Я чувствую, как мою вселенную растирают на терке. Как сыр. Я не стану этого говорить. Я закрываю глаза и стараюсь не заплакать.

— Все слишком реально. История с Тейси... сейчас много всего происходит.

— Мы могли бы пойти вместе на ужин. Ты сможешь рассказать мне, что у тебя нового.

Что у меня нового, так это то, что я лгунья. И дерьмовый человек. И я знаю вещи, которые разобьют твое сердце.

Я должна поговорить с ней. Я не могу рассказать ей то, что я знаю.

— Мам?

Звонит ее телефон, и она опускает глаза на экран, ее брови сдвигаются.

— Съемка. Это одна из моих семей. Наверное, мне нужно разобраться с этим. Мы можем поговорить чуть позже?

Я машу ей с большей благодарностью за отсрочку, чем следует. Я опять закрываю глаза и изгоняю образ подальше. Уснуть сейчас невероятно сложно, но мне это удается. Может быть, потому что я знаю, когда проснусь, мой мир изменится. Я хочу держаться за знакомое мне состояние немного дольше.


***

Мне необходимо найти Ника, потому что меня охватывает чрезмерная паранойя, чтобы писать об этом, а сегодня он не приехал за мной. Перед первым уроком невероятно громко и шумно, словно в коридорах находятся двенадцать миллионов людей, толкающихся и смеющихся, кричащих друг на друга, как будто все их будущее зависит от того, что они услышат в этом безумии. Я вижу в конце коридора группу парней, которые могут быть друзьями Ника. Высокие парни, спортивного вида, те, которые знают свое место в социальной стратосфере.

Кто-то наступает мне на ногу, но я игнорирую это, пробираясь по коридору вперед. При виде часов на стене я начинаю паниковать. Три минуты. У меня есть три минуты, иначе я не увижу его на протяжении четырех уроков, а я не хочу писать об этом, потому что это кажется мне слишком важным.

Сегодня все кажется слишком важным.

Я ускоряюсь, обхожу кого-то с футляром для тромбона, потом резко беру вправо, чтобы обойти держащуюся за руки парочку.

— Эй, извинись! — Ноет девушка, когда я натыкаюсь на нее.

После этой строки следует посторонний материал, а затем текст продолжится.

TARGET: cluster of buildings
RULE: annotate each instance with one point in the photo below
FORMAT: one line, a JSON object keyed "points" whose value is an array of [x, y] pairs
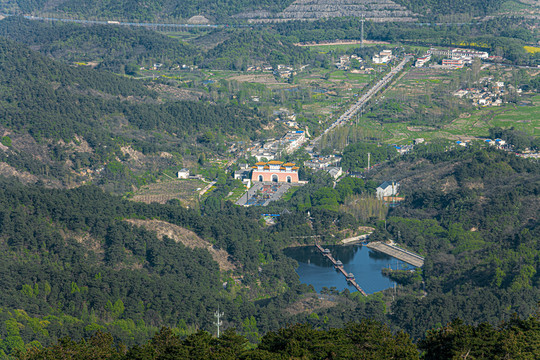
{"points": [[283, 71], [275, 171], [491, 94], [326, 163], [421, 61], [455, 58], [273, 149], [287, 117], [464, 54], [382, 57]]}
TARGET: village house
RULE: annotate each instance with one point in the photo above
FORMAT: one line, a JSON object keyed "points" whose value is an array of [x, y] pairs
{"points": [[183, 174], [383, 57], [387, 188], [275, 171]]}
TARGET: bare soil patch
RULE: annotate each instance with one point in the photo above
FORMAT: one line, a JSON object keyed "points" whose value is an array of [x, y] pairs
{"points": [[267, 79]]}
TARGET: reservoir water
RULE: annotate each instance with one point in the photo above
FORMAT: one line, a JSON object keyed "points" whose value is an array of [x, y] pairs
{"points": [[365, 264]]}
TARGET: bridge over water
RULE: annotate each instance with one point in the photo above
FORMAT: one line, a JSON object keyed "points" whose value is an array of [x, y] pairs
{"points": [[339, 266]]}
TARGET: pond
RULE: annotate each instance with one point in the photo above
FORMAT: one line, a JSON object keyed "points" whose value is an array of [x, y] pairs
{"points": [[365, 264]]}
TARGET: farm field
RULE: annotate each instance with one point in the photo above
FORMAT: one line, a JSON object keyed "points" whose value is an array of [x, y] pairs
{"points": [[184, 190]]}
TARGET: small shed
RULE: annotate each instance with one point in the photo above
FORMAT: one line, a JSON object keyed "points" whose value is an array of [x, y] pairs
{"points": [[387, 188], [183, 174]]}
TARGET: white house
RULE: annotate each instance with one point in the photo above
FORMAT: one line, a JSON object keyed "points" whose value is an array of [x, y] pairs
{"points": [[183, 174], [387, 188]]}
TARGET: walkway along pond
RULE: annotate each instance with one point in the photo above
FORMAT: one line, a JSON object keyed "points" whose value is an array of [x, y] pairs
{"points": [[366, 265]]}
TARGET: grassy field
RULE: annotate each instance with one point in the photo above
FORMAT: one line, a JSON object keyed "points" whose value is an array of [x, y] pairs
{"points": [[470, 125]]}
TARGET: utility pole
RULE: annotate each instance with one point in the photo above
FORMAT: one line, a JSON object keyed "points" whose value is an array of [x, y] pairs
{"points": [[218, 323], [362, 31]]}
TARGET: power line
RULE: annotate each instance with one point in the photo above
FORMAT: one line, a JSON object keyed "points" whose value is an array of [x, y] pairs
{"points": [[218, 323]]}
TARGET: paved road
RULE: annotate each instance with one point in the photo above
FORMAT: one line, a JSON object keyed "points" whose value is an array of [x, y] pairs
{"points": [[364, 98], [206, 188], [398, 253]]}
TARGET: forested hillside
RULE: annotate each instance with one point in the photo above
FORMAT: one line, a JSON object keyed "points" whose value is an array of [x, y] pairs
{"points": [[73, 265], [514, 339], [152, 11], [173, 10], [55, 102], [114, 47], [435, 8], [248, 47], [474, 214]]}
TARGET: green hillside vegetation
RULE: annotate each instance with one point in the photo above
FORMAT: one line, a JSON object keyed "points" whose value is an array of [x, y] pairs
{"points": [[114, 47], [435, 8], [501, 36], [73, 265], [53, 101], [248, 47], [171, 10], [365, 340]]}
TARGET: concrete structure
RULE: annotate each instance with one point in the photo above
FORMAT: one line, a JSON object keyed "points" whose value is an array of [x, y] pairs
{"points": [[458, 53], [183, 174], [335, 172], [387, 188], [242, 174], [398, 253], [422, 60], [452, 63], [275, 171], [383, 57]]}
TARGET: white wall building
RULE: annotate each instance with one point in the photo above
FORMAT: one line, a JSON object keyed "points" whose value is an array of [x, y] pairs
{"points": [[387, 188]]}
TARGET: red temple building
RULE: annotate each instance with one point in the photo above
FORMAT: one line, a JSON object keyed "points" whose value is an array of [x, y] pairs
{"points": [[275, 171]]}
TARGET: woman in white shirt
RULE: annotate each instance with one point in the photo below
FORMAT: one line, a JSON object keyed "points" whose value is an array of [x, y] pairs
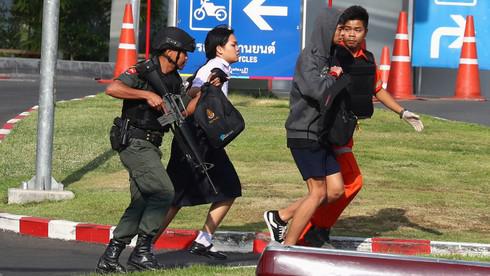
{"points": [[190, 188]]}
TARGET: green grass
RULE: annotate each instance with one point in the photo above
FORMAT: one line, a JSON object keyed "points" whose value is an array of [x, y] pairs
{"points": [[199, 270], [431, 185]]}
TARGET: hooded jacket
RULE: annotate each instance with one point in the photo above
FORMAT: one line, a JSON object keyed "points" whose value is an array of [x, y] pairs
{"points": [[311, 79]]}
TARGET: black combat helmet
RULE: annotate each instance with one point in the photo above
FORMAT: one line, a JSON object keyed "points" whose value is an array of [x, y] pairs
{"points": [[174, 39]]}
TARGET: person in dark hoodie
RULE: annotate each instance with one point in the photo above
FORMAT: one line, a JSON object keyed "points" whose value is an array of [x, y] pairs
{"points": [[316, 163], [359, 63]]}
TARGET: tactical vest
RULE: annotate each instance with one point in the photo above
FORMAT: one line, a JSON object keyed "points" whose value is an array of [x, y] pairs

Я извиняюсь через плечо, но не останавливаюсь, потому что Ник стоит в той группе на углу в окружении Тейта и пары других парней, в которых я узнаю игроков бейсбольной команды.

Здесь еще много народу вокруг – Эми, Минг и, Боже, Марлоу тоже может быть здесь, насколько я знаю, но я решаю, что это не имеет значения. Важно сейчас рассказать Нику о сегодняшнем вечере.

Он поворачивается прежде, чем я успеваю добраться до него. Я хватаю его за рукав и тяну назад. Я задыхаюсь, когда он замечает меня, и я не хочу выглядеть паникующей или испуганной, но я знаю, что выгляжу именно так. Мне нужно что-нибудь сказать, а сказать нужно так много, что я не знаю с чего начать.

— Ты пойдешь со мной сегодня на баскетбол? — Практически выплевываю я.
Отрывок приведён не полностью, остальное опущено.